Since the "Dream Team" stormed to the gold in Barcelona -- winning by an average of more than 40 points, then being begged to pose for photographs by their opponents -- international basketball has improved drastically. European players dot NBA rosters. Buoyed by the fact that they can play at the highest level, those players are starting to spread the word to their countrymen: The USA is not indomitable.
"To tell you the truth, it's not like before," said Puerto Rico's Carlos Arroyo, who plays for the Utah Jazz and was the star of the game with 24 points. In years past, "you play U.S., it automatically is a loss, because you're playing the best players. You have to admit the reality.
"But the fact is, we've got good players, too, and we're not intimidated."
Such evidence has become plain since the last Olympics, when an occasionally uninterested group of NBA players narrowly averted a last-second loss to Lithuania, but still won the gold. In 2002, playing on its home soil in Indianapolis, the Americans finished an inconceivable sixth at the world championships.
Then, since this team came together in late July for a brief training camp and exhibition tour, the signs were clear. The United States was handled easily by Italy, not considered a medal contender here, and needed a last-second shot by Iverson to defeat Germany, which didn't qualify for this tournament.
Still -- this?
"Not that expectations are unreasonable," U.S. forward Richard Jefferson said. "We should win the gold medal. We are the most talented. But it's tough when you throw players together in two weeks and tell them to become a team."
That was Brown's chief gripe afterward. One of the best coaches in the game's history -- the only one to win championships at both the college and NBA level -- his frustration over his team's attitude was palpable afterward.
"I don't know what we can get out of this game," he said, "because the first day we got together as a group, we talked about respecting our opponents, realizing that these guys have played together, realizing that the game has gotten better all over the world, and trying to understand how important it is for them to represent their country and play the right way. . . .
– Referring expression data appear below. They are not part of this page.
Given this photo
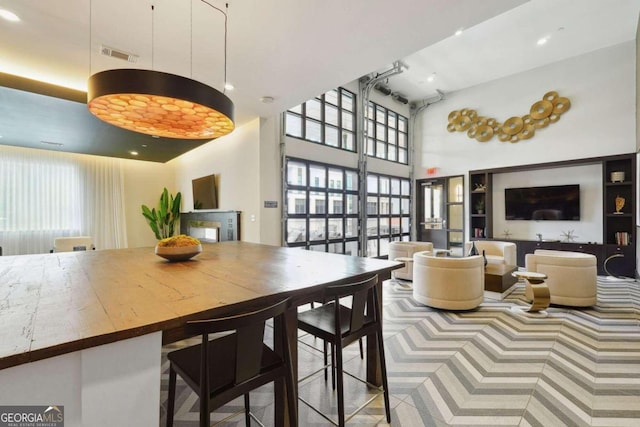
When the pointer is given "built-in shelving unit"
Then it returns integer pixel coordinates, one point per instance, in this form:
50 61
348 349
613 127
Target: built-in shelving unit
616 255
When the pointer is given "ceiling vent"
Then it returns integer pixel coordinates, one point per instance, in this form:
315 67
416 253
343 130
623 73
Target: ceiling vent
118 54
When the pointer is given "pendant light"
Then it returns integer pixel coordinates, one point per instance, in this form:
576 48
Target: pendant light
161 104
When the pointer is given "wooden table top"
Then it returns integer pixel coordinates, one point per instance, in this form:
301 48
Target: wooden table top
52 304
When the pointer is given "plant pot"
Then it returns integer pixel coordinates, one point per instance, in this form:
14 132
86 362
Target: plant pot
178 253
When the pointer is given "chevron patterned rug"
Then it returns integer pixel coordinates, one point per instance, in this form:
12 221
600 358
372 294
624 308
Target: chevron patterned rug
493 366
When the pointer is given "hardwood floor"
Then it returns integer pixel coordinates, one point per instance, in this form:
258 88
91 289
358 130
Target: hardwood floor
490 366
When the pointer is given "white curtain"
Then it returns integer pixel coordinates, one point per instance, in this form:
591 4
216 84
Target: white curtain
46 194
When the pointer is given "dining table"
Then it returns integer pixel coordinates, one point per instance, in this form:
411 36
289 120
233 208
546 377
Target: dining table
84 330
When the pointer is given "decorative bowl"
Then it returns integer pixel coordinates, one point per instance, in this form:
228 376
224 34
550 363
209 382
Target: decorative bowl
178 253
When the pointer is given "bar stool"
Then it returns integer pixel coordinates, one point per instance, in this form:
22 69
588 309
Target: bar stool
340 326
222 369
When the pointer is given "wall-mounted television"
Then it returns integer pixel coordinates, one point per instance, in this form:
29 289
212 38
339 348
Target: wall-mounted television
205 193
550 203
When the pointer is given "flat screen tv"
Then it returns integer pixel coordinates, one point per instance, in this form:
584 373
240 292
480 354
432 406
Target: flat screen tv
550 203
205 193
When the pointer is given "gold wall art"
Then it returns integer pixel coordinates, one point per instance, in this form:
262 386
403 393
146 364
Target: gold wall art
542 113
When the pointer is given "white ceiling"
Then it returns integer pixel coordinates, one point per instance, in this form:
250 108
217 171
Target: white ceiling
292 50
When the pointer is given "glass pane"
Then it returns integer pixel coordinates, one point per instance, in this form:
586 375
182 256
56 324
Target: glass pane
347 141
384 206
372 226
384 185
347 120
405 225
347 101
456 218
317 229
313 131
405 187
336 204
331 115
352 204
296 230
331 97
351 248
395 206
352 180
380 115
331 136
384 247
296 173
372 248
317 203
296 202
372 205
335 228
392 120
404 207
335 178
372 183
402 124
455 189
351 227
314 109
294 125
317 175
336 248
402 155
395 186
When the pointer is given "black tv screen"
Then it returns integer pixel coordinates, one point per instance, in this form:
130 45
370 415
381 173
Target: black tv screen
550 203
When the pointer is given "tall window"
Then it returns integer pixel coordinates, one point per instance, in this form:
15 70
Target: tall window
327 119
388 212
322 207
387 134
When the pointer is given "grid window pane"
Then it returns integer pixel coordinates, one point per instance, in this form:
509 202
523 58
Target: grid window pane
294 125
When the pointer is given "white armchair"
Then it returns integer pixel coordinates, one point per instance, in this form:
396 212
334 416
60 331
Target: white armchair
571 276
496 252
403 252
448 283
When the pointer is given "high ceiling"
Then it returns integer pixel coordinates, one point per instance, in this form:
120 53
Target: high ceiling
289 50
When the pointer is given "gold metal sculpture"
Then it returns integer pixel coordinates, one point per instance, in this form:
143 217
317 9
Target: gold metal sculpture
514 129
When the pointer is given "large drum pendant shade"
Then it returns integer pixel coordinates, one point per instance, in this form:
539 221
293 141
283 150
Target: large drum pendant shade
159 104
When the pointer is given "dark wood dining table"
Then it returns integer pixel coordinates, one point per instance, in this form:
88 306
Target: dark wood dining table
52 305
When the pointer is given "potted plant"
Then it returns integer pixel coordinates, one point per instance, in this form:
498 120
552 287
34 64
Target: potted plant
163 221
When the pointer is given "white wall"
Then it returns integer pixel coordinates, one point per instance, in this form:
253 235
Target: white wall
588 229
235 160
600 122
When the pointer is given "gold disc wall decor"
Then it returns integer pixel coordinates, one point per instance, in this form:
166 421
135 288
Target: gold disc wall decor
517 128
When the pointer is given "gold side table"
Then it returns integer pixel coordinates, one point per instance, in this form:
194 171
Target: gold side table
539 289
"I'm angry because the mentality of our team was like this from Day One. And now, we've got to coach them better, and we're going to find out if we're ready to truly become a team."
The game played out in startling fashion, with Puerto Rico seizing a 22-point lead at halftime. The United States clawed to within eight points in the fourth quarter, but its deficiencies were too pervasive. While Arroyo, the Puerto Rican point guard, was creative and careful with the ball, teammates Eddie Casiano and Elias Ayuso converted six three-pointers. That emphasized the Americans' greatest weakness, the inability to perform basketball's most essential fundamental -- shooting. They made just 3 of 24 three-point attempts.
"We couldn't hit a shot to save our lives," Jefferson said.
Now comes the daunting task, the task the U.S. players preferred to discuss afterward -- trying to regroup and pursue gold anyway. The Americans next play Tuesday against host Greece, when they are sure to face a nearly impossibly hostile crowd. Games against Australia, Lithuania and Angola will determine whether they advance to the quarterfinals. Awaiting there, where a loss would mean elimination without a medal, could be Argentina or Serbia and Montenegro, two of the pre-tournament favorites for gold.
Whatever happens over the next two weeks, history has already been made. "From our perspective," Brown said, "the only thing we can do is find out what we're made of."